Connor se movió sobre el pecho de su padre, que de forma instintiva lo apretó contra sí. ¿Cuántas noches habían pasado juntos en la cama con los niños? Ella nunca los echaba. No le parecía lógico que los elementos más seguros de la familia, los padres, pudiesen estar juntos durante la noche pero los más pequeños y vulnerables tuvieran que dormir solos. Después del nacimiento de Brittany, colocaron su colchón de matrimonio en el suelo para no tener que preocuparse de que los niños cayesen al suelo durante la noche y se hiciesen daño.

Sus amigos no podían creerlo. «¿Cómo os las arregláis para hacer el amor?» Pero las puertas de su casa tenían llave, y ella y Harry siempre se las habían ingeniado para encontrar una manera de hacerlo. «Siempre» quería decir hasta su último embarazo, cuando él, finalmente, la rechazó.

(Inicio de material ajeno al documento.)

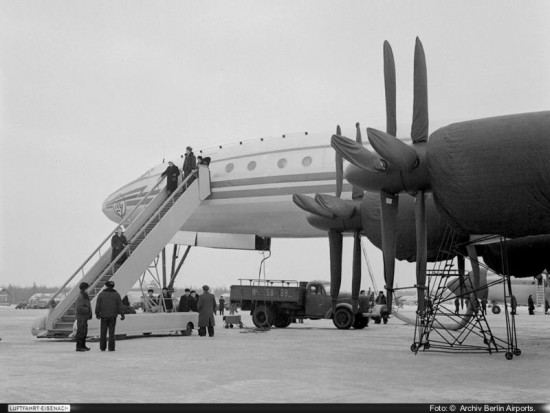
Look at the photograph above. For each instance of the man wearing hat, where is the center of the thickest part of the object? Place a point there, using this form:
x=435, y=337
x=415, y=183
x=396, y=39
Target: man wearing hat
x=107, y=308
x=185, y=302
x=83, y=314
x=189, y=164
x=171, y=173
x=206, y=307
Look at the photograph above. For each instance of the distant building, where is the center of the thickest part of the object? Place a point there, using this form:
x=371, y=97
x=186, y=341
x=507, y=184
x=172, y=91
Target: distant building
x=5, y=297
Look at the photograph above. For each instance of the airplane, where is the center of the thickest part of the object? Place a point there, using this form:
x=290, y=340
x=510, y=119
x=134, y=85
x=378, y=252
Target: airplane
x=486, y=176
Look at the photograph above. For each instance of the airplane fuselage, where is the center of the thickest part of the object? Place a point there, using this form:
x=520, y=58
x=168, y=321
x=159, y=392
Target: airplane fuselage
x=252, y=186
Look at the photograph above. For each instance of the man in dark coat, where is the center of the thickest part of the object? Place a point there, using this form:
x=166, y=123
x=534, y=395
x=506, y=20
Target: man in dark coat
x=171, y=173
x=166, y=300
x=189, y=164
x=222, y=305
x=83, y=314
x=531, y=305
x=185, y=302
x=107, y=308
x=118, y=242
x=514, y=304
x=206, y=307
x=194, y=301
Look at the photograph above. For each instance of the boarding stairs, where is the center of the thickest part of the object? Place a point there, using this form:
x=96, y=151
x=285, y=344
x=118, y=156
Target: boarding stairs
x=150, y=226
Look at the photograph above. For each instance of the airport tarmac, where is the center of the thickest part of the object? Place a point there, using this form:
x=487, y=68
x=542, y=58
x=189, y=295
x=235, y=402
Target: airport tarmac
x=311, y=362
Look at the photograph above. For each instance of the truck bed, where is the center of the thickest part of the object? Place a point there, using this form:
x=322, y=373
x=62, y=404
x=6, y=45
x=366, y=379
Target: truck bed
x=267, y=293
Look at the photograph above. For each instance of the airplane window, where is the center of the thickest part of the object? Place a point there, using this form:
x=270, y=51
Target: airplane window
x=282, y=163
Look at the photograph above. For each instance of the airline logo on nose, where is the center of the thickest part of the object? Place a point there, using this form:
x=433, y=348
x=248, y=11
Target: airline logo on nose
x=120, y=208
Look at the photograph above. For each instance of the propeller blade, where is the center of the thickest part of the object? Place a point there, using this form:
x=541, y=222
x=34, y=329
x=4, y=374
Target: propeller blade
x=356, y=270
x=339, y=168
x=308, y=204
x=389, y=206
x=393, y=150
x=358, y=155
x=421, y=247
x=389, y=83
x=358, y=137
x=419, y=128
x=335, y=239
x=356, y=192
x=339, y=207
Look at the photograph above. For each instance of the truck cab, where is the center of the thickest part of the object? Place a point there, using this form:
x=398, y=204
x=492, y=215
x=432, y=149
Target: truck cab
x=318, y=301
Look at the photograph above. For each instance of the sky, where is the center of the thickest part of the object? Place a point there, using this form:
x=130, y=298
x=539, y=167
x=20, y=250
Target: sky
x=92, y=94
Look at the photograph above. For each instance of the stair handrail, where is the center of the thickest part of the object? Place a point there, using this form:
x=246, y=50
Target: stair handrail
x=143, y=227
x=123, y=222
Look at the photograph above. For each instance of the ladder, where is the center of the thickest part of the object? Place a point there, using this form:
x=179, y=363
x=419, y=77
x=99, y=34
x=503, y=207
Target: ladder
x=150, y=225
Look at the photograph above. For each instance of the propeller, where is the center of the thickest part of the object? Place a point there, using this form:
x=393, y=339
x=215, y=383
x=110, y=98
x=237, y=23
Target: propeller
x=338, y=215
x=396, y=167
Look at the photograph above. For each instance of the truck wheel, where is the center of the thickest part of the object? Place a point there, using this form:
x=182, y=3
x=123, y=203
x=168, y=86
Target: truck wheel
x=262, y=316
x=282, y=320
x=343, y=318
x=360, y=322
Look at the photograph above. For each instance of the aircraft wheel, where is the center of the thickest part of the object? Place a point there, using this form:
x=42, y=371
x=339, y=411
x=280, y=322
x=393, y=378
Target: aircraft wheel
x=262, y=316
x=343, y=318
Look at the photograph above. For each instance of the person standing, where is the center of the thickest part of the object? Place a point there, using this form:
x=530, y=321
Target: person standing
x=222, y=305
x=206, y=307
x=118, y=242
x=185, y=301
x=171, y=173
x=166, y=298
x=189, y=164
x=513, y=304
x=484, y=305
x=531, y=305
x=194, y=301
x=83, y=314
x=107, y=308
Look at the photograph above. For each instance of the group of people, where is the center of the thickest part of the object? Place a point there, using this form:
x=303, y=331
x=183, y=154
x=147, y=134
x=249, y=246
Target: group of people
x=190, y=164
x=162, y=303
x=108, y=307
x=204, y=304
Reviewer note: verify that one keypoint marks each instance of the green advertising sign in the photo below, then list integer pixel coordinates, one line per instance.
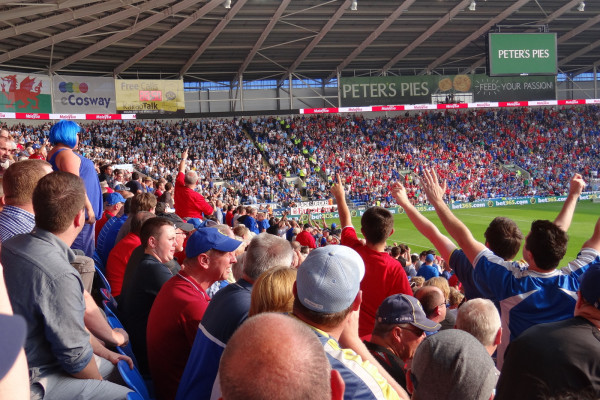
(522, 54)
(396, 90)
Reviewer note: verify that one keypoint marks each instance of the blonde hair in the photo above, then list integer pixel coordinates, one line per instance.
(441, 283)
(455, 298)
(272, 291)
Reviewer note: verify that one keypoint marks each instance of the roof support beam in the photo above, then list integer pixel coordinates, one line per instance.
(141, 25)
(82, 29)
(167, 35)
(587, 24)
(40, 8)
(546, 20)
(263, 36)
(469, 39)
(66, 16)
(213, 35)
(579, 52)
(425, 35)
(371, 38)
(338, 14)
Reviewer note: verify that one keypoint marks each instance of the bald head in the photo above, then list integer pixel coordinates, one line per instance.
(433, 301)
(287, 364)
(481, 319)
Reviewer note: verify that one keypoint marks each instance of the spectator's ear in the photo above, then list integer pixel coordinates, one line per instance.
(338, 387)
(357, 301)
(498, 338)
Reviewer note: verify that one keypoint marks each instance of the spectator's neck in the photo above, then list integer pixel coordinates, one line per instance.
(27, 207)
(378, 247)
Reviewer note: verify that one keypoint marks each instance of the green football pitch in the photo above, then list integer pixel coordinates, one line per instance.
(477, 220)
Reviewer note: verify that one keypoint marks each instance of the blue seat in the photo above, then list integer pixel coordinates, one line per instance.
(99, 263)
(134, 396)
(133, 379)
(114, 322)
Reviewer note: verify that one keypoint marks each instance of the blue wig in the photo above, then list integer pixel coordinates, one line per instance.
(64, 132)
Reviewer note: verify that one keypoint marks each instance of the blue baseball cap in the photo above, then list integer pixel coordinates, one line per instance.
(114, 198)
(206, 239)
(329, 279)
(405, 309)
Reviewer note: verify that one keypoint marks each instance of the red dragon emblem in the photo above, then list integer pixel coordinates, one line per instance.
(27, 93)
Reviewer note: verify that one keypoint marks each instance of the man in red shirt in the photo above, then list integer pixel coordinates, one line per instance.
(180, 305)
(188, 202)
(112, 207)
(118, 257)
(305, 238)
(384, 276)
(38, 152)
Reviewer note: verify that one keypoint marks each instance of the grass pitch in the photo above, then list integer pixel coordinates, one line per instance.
(586, 215)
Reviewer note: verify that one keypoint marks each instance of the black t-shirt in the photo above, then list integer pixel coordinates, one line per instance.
(552, 359)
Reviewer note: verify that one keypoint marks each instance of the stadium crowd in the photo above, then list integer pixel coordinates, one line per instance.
(484, 153)
(197, 278)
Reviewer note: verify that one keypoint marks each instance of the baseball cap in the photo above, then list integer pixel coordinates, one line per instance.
(462, 368)
(206, 239)
(178, 222)
(114, 198)
(12, 339)
(405, 309)
(590, 285)
(329, 279)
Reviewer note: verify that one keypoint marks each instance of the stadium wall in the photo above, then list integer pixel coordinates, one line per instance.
(215, 101)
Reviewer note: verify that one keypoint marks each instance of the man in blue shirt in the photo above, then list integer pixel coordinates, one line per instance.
(428, 270)
(225, 313)
(47, 291)
(533, 293)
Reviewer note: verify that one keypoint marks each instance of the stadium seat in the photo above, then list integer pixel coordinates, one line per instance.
(107, 296)
(134, 396)
(134, 379)
(114, 322)
(99, 263)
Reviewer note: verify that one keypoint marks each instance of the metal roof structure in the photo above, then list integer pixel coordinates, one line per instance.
(271, 39)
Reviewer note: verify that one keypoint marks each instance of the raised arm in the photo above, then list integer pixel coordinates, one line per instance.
(183, 161)
(564, 218)
(459, 231)
(337, 190)
(594, 241)
(441, 242)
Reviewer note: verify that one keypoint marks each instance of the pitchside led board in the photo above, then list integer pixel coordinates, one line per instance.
(151, 96)
(522, 54)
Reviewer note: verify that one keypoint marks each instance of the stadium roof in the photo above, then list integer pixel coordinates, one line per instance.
(271, 39)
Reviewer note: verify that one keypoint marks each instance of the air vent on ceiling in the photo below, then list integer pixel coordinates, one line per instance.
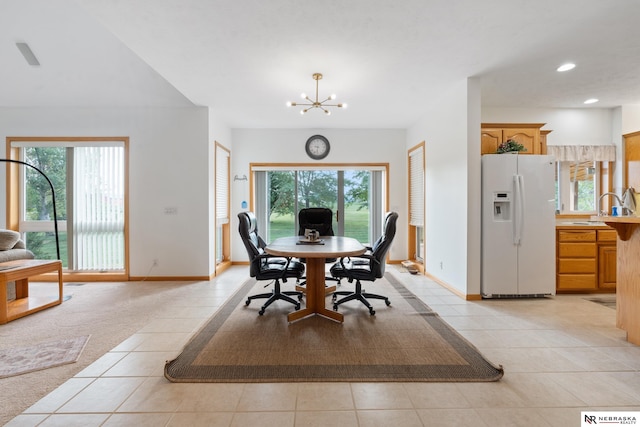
(28, 54)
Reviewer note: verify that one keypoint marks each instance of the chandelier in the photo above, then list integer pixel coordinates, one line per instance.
(317, 103)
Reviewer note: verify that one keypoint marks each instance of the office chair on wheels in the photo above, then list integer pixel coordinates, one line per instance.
(369, 267)
(267, 267)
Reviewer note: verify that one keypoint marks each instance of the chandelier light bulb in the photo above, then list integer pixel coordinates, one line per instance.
(316, 103)
(566, 67)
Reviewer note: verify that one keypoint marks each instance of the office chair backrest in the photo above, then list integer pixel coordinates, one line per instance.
(382, 245)
(319, 219)
(248, 229)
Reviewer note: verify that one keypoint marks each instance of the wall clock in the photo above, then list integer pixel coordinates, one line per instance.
(317, 147)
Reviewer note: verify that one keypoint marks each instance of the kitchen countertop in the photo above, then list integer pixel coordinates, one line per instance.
(624, 225)
(577, 223)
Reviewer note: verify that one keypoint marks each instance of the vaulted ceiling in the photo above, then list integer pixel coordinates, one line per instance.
(388, 59)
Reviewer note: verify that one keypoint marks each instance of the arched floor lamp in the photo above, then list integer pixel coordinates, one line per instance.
(53, 197)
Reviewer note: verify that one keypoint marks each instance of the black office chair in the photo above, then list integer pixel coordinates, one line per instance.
(369, 266)
(319, 219)
(267, 267)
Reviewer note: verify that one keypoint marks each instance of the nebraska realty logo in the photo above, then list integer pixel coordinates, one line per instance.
(609, 418)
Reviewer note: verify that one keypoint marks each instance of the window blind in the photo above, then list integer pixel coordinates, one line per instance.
(416, 187)
(222, 185)
(98, 208)
(583, 153)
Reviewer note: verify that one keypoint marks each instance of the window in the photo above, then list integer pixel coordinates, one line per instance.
(416, 202)
(578, 187)
(583, 173)
(223, 157)
(355, 194)
(89, 182)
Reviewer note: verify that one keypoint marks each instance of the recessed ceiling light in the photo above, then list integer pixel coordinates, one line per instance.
(566, 67)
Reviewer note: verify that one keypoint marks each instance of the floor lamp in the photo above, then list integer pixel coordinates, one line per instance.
(53, 198)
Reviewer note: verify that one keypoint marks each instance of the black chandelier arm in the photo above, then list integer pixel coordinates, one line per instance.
(53, 198)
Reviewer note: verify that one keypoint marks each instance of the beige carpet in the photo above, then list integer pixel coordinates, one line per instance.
(21, 360)
(406, 341)
(108, 312)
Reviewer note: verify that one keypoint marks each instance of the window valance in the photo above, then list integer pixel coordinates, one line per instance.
(583, 153)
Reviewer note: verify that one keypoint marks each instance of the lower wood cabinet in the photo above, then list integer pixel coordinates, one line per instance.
(586, 260)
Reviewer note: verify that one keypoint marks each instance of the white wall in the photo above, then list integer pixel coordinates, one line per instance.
(452, 186)
(630, 119)
(218, 132)
(347, 146)
(168, 167)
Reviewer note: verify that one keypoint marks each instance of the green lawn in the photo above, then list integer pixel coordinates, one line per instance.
(357, 225)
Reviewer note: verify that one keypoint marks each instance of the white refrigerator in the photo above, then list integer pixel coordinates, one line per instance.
(518, 226)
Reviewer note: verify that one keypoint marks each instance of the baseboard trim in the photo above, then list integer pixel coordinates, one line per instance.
(467, 297)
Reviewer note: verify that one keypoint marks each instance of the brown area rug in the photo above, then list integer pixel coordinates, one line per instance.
(406, 341)
(17, 361)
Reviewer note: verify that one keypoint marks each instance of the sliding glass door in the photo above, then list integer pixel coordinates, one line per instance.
(89, 183)
(354, 195)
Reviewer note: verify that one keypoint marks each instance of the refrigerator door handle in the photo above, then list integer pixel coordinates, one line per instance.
(518, 183)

Él se desperezó y abrió los ojos. No fijó la vista hasta que la vio. Por un momento, ella creyó ver un retazo de aquel amor conocido y firme, pero al poco su rostro no mostró expresión alguna y ella dejó de ver nada.

Se dio la vuelta y se fue a buscar una cama vacía.

En una pequeña casa en las afueras de Casalleone, Vittorio Chiara atrajo hacia sí a su mujer. A Giulia le gustaba dormir con los dedos enredados en el pelo de su marido, y ahí es donde los tenía en ese momento, hundidos en aquellos largos mechones. Pero ella no estaba dormida. Tenía la mejilla apoyada en el pecho de Vittorio, por lo que él supo que había estado llorando, y sus silenciosas lágrimas le partían el corazón.